3
votes

I have a term doc matrix (16,977 terms, 29,414 documents):

Non-/sparse entries: 355000/499006478
Sparsity           : 100%
Maximal term length: 7 
Weighting          : term frequency (tf)

For further analysis I got to restrict the term number to 2,425. How can I generate a new term doc matrix by including terms with freq over and above 20 for instance?

Since the matrix is large, traditional method as.matrix cannot be applied.

2

2 Answers

5
votes

Something like this might work... Index the DTM as a simple triplet matrix using a function from the slam package, that'll save you from having to convert it to a dense matrix.

library(slam)
library(tm)
data(crude)
dtm1 <- DocumentTermMatrix(crude)


# Find the total occurances of each word in all docs
colTotals <-  col_sums(dtm1)

# keep only  words that occur >20 times in all docs
dtm2 <- dtm1[,which(colTotals > 20)]

> dtm1
A document-term matrix (20 documents, 1266 terms)

Non-/sparse entries: 2255/23065
Sparsity           : 91%
Maximal term length: 17 
Weighting          : term frequency (tf)

> dtm2
A document-term matrix (20 documents, 12 terms)

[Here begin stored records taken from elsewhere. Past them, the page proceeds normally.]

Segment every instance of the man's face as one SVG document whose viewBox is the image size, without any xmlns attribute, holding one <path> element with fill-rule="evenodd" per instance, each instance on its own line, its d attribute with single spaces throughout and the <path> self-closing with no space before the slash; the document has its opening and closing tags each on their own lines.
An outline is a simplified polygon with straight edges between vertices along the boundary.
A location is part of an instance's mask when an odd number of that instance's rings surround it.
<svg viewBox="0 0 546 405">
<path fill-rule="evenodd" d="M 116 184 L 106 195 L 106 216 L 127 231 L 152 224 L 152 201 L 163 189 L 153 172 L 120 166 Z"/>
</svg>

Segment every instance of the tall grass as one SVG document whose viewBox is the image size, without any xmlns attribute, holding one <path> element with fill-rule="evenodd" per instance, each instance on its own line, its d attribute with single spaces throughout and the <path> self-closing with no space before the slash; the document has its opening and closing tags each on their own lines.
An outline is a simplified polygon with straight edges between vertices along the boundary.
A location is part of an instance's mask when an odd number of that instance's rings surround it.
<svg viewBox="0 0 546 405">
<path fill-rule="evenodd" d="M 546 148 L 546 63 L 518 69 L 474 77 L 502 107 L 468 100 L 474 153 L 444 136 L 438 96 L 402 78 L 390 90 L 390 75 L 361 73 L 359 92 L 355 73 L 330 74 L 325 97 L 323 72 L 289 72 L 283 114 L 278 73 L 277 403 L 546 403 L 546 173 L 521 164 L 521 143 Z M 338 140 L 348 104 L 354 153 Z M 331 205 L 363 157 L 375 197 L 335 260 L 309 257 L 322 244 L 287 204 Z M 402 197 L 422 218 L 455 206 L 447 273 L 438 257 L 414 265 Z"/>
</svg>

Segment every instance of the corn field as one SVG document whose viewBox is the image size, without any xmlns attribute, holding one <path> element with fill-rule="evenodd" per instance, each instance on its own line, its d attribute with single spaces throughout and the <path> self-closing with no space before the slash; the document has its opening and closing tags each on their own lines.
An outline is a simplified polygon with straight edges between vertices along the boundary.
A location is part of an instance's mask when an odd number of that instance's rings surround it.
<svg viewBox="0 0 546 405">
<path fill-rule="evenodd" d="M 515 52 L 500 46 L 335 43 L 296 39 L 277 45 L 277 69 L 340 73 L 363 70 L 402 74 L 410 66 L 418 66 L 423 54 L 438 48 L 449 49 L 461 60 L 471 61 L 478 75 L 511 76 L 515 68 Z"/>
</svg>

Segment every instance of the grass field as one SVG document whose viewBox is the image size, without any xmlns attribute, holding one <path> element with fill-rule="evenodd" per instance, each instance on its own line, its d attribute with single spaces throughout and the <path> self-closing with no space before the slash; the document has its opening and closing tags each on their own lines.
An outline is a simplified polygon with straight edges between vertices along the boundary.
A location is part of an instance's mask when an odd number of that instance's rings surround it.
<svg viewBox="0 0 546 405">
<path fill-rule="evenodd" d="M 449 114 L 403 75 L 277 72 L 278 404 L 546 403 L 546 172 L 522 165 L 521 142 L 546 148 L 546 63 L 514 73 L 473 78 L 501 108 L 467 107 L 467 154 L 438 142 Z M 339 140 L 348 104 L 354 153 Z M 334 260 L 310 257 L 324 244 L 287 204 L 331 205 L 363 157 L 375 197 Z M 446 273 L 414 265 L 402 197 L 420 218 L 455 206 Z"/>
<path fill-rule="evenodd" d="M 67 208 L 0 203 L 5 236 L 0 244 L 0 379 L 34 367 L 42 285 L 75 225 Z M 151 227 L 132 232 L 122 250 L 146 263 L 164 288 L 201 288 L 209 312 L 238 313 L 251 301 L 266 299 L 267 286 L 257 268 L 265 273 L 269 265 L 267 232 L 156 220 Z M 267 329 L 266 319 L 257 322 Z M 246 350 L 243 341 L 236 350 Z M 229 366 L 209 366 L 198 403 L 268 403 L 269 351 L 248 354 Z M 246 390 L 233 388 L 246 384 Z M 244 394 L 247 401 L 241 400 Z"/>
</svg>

Non-/sparse entries: 174/66
Sparsity           : 28%
Maximal term length: 6 
Weighting          : term frequency (tf)

Does that work on your data and answer your question?

0
votes

I think this is possible with a control list

 library(tm)
 dtm <- DocumentTermMatrix(your.corpus, control = list(
          bounds=list(global=c(20,Inf))
 ))
 inspect(dtm)